In one component, laboratory experiments with a model bacterial system will track the dynamics of cooperative and cheating strains over multiple generations, with or without the ability to move the cooperative traits horizontally. These experiments will provide data on how real-world bacteria respond to varying environmental stressors and stability and will inform the next phase.

In another component, multi-agent simulations will be updated iteratively with empirical observations. Each agent will represent a bacterial cell, capable of producing public goods, reproducing, and transferring genes both vertically and horizontally. By systematically varying the ability to horizontally transmit traits, interaction link heterogeneity, and environmental stability, the model will allow exploration of complex interaction effects between these variables that are difficult to control, quantify, and capture experimentally.

Finally, machine learning will be applied to the experimental and simulation data and will extract patterns from complex variable interaction. Unsupervised clustering, supervised classification, and predictive modeling techniques will identify patterns and conditions that consistently promote or inhibit cooperation. This analysis will reveal the key drivers of cooperative persistence, highlighting generalisable principles of population dynamics and emergent behavior.

By combining laboratory experimentation, computational modeling, and data-driven analysis, this project seeks to provide a comprehensive, mechanistic understanding of how cooperative traits arise and stabilize in complex microbial systems. Beyond its immediate biological relevance, the work offers broader insights into emergent phenomena in complex adaptive systems, informing fields from synthetic biology to theoretical ecology.

Research objectives

How does the interaction between horizontal gene transfer and environmental stability affect the development and establishment of cooperation?
How does the interaction of horizontal gene transfer and network structure affect the development of and establishment of cooperation?
How do all three features (i.e. HGT, network structure, and environmental stability) interact to produce cooperative communities?
When including complex interaction effects between features, which variables are the strongest predictors of whether cooperative traits develop and become established in bacterial communities?
What are the most effective pathways towards cooperation, and how do these compare with the reality of the scenarios faced by actual bacteria?

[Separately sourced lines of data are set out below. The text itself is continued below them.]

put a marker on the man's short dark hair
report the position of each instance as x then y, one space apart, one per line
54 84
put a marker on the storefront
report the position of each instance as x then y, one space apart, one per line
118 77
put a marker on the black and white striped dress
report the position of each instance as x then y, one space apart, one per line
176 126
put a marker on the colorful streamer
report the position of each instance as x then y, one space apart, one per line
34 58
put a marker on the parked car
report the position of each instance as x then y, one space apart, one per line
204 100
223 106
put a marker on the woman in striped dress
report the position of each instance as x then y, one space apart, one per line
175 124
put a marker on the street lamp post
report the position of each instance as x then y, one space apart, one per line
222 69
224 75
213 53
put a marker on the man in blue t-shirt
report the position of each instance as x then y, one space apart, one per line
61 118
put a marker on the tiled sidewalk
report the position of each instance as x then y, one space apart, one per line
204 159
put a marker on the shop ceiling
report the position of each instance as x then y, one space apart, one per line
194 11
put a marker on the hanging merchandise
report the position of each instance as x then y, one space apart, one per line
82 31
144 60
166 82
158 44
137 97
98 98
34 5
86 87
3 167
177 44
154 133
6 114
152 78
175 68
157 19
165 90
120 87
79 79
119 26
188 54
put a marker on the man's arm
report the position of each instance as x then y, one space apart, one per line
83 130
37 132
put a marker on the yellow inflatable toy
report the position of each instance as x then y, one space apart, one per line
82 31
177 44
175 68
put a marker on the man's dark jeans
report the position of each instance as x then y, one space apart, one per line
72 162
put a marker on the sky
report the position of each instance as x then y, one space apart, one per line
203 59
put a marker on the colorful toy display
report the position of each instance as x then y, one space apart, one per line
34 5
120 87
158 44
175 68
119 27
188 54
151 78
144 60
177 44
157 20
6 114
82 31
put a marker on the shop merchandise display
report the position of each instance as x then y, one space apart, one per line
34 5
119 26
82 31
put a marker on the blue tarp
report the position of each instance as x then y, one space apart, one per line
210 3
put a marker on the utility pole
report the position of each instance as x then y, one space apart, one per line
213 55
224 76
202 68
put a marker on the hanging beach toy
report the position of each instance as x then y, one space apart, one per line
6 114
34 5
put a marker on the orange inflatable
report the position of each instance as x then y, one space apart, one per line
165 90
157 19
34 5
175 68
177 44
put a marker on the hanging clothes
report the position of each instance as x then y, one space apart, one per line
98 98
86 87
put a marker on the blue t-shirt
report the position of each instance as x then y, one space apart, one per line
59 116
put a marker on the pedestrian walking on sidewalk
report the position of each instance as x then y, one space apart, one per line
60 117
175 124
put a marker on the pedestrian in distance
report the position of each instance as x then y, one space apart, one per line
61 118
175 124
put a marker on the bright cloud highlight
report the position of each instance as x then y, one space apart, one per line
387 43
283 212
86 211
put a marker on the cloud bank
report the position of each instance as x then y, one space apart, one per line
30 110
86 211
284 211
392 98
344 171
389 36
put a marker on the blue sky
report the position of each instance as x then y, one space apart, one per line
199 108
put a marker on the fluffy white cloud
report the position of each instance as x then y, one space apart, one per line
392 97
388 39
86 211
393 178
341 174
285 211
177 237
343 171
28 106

The project will involve both laboratory experiments and multi-agent modelling, outlined below:

1. Initially, the student will work in a wet lab to gather data about how real bacteria respond to environmental stressors and changes in networks
2. The output of these laboratory experiments will then be used to inform the creation of artificial bacterial agents with a defined and encoded cooperative trait, as well as the reasonable bounds of variables encoding environmental and network factors
3. A multi-agent model will be developed that incorporates phases of interaction and reproduction and allows for controlled variation in the amount of horizontal gene transfer, network structure, and environmental instability, and where agent success can measurably vary based on interactions with and/or possession of the cooperative trait
4. The student will run simulations in this multi-agent environment, altering the initial conditions and ongoing stability, wherein the incidence, proliferation, and stability of the cooperative trait is tracked over time
5. Finally, clustering techniques will be applied to discover patterns in simulation scenarios that do evolve stable cooperation and feature analysis applied to determine the relative strength of each variable

Year 1

Literature review
Initial wet lab experiments of cooperative bacteria in non-equilibrium states
Develop initial multi-agent models of bacteria with measurable characteristics for individual, network, and environmental variation

Year 2

Final data gathering from wet lab experiments
Inform multi-agent model with results of wet lab experiments
Code dataset of characteristics and outcomes of bacterial experiments

Year 3

Continuation of multi-agent modeling
Develop dataset that includes variables and outcomes from both laboratory and artificial bacterial experiments
Machine learning-based discovery of variable combinations that lead to established cooperation
Statistical analysis of feature importance

Year 3.5

Final data analysis
Thesis writing and editing
Submission of thesis

The student will be embedded in the School of Biology at the University of St. Andrews with significant opportunities to utilize the facilities at the School of Mathematical and Computer Sciences at Heriot-Watt University.

The student will acquire and improve technical skills in computer languages (i.e. Python), modelling techniques, and wet lab skills.